Alexander Lebedev, ex-spy, current banker, entrepreneur and newspaper proprietor, came to charm the Society of Editors in conference last week, and succeeded pretty triumphantly. He speaks English well enough to make jokes off the cuff. He's unpretentious, self-deprecating and he talks of the papers he owns or part owns as vital forces against corruption, tyranny and oppression.

He knows the names of the reporters on Novaya Gazeta who have died in the cause of freedom. He swears he doesn't want to second-guess his editors, not Geordie Greig on the Standard or Simon Kelner on the Indy. His wears his heart on his sleeve. What's not to like?

Only, perhaps, a fleeting feeling that Lebedev is too good to be true.When proprietors buy a paper – even for £1 – they usually have an idea what they want to do with it. But the freesheet strategy that has turned the Standard around was devised, months after purchase, by Greig, Andy Mullins, his CEO, and Justin Byam Shaw, their finance wizard. And the birth of the new Independent digest, i, was cooked up by the same triumvirate plus Kelner.

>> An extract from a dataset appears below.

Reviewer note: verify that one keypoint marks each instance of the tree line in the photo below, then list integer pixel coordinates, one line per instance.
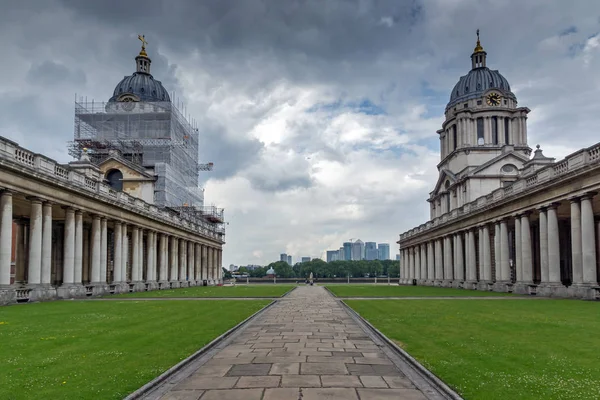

Another wheeze that London sold to Moscow, who didn't seem to have any ideas of their own before putting their roubles down.

That's a very odd way of investing, when you think about it – a practice that grows odder still when you see how cost controls on the Standardhave pared down the chances for investigative reporting of the kind the big boss loves. And whatever else i – with its zippy graphics and short, sharp stories – is, it sure as Fabergé eggs isn't a medium for turning over stones or confronting tyrants.

In short, he talks great, crusading journalism worldwide but, in Britain at least, does he walk the walk?